Paul Janulis  :ultracool


----------



## Rich Parsons (Sep 8, 2004)

Sounds like fun to me.

See you there.


----------



## Darkmoon (Sep 9, 2004)

Man I would love to go. To bad i don't have a ride...or do I? Masybe I'll see you guys there.


----------



## Cruentus (Sep 10, 2004)

Darkmoon said:
			
		

> Man I would love to go. To bad i don't have a ride...or do I? Masybe I'll see you guys there.



It'd be good to have you...make sure you call me if you can get a ride so I can put you on the pre-register list...dispite my very little advertising, this one is actually filling up fast!  :idunno: 

also...side note...I talked to Sensei Jaye the other day. I may see you at the next ferndale test after all.   

PAUL


----------



## Darkmoon (Sep 10, 2004)

Sweet!! It'll be great to have you on the board.


----------



## Cruentus (Sep 20, 2004)

I was very impressed with the outcome of this seminar. I'll give a detailed review later this week!

artyon: 

Partyon.


----------



## Arnis_DeMano (Sep 20, 2004)

live blade as in sharp blade? How do you train with that with getting hurt, or is that the point?  Please explain and enlighted me..


----------



## Cruentus (Sep 21, 2004)

Arnis_DeMano said:
			
		

> live blade as in sharp blade? How do you train with that with getting hurt, or is that the point?  Please explain and enlighted me..

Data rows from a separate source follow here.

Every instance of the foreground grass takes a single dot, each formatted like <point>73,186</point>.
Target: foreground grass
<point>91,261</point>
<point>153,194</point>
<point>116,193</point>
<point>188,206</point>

Yes, live blade as in sharp.

I'll explain better in my review, but with the right safety precautions you can train live blade.

Mainly, you don't do a lot of partner drills or sparring with it unless your leathered up with fencing masks. You do do cutting drills and other things though. Again, I'll explain better in my review!


----------



## Arnis_DeMano (Sep 21, 2004)

OK thanks,i´ll be sure to read the review....


----------



## The Sarg (Sep 23, 2004)

As my first post on this message board, I thought I would plug Paul Janulis. He deserves it!



Glad to see you decided to get on the seminar circuit Master Paul! Sorry I missed this one.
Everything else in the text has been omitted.